Lithium (Eskalith, Lithobid) and other psychotherapeutic medications, he explained, increase levels of nerve growth factor: "You can actually demonstrate the brain becoming more massive or heavier with the use of some of these mood stabilizers and perhaps antidepressants and antipsychotics as well. So, it is not specifically a given agent that I find so promising as this aspect of their mechanism of action. There is a lot of potential for developing new agents along the lines of neuroprotection and improved neuronal function."

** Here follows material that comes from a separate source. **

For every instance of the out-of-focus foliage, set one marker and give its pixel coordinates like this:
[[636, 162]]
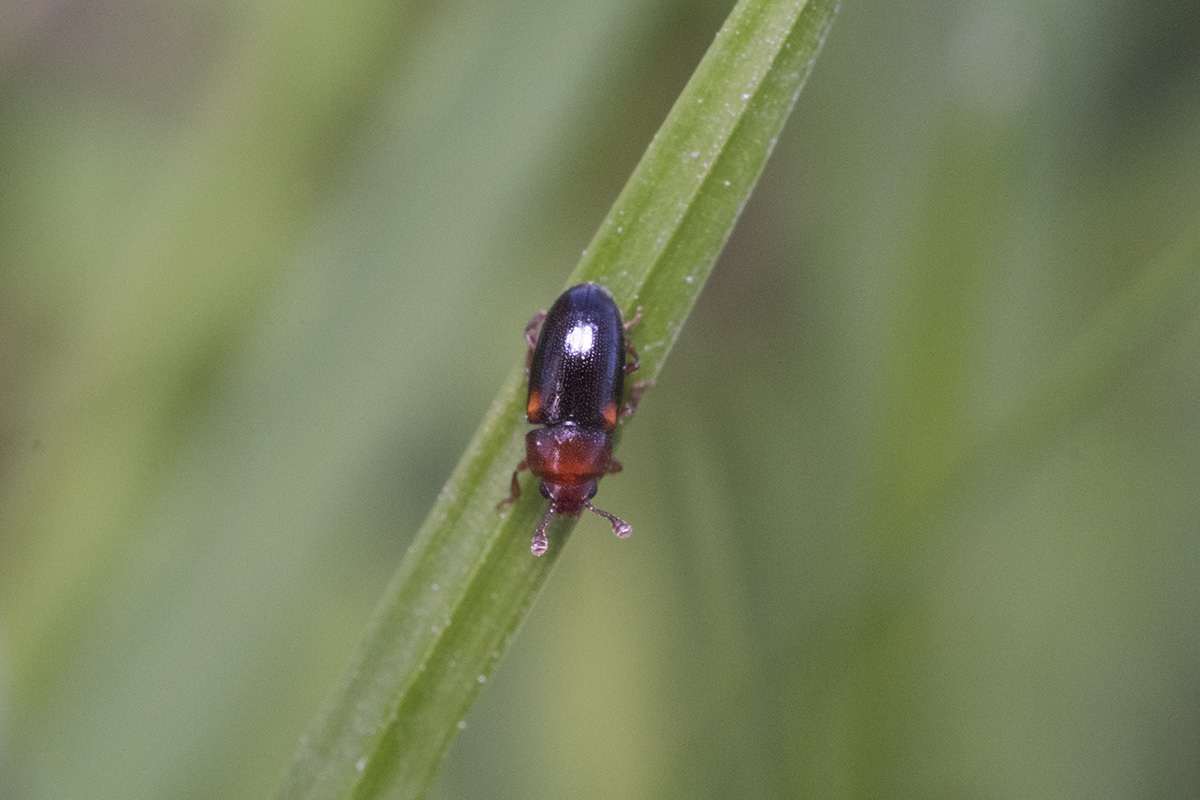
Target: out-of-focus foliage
[[263, 265]]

On the controversial issue of prescribing antidepressants for children, Pies said, "In general, antidepressants, if used appropriately and for the right indications, do much more good than harm, and I believe that is true in both children and adults."
With regard to suicidality, Pies said, "The jury is still out." He has seen the warnings from the U.S. Food and Drug Administration and acknowledges there is a puzzling finding of about a 2% difference in terms of suicidal thoughts and behavior between the children taking placebo and those taking the antidepressants. But, he said, it is difficult to know what that percentage difference really tells us.
"Those figures are not based on actual suicides, but rather on suicidal thoughts and behavior. Sometimes, something like a child banging his head on a table was included in some studies as an indication of suicidality," he said. "We need to interpret those figures cautiously."
Pies suggested that some of the children who become agitated and possibly suicidal after receiving antidepressants may actually be children who have undiagnosed bipolar disorder.
"If you give an antidepressant without a mood stabilizer to someone with unsuspected bipolar disorder, some of them can get quite agitated and enter a so-called mixed episode, in which they can become suicidal," he said.
Within the first week or so of a child or adult taking a psychotropic medication, Pies recommended that the patient's clinician do a very careful assessment, looking for akathisia, agitation and signs of a mixed state.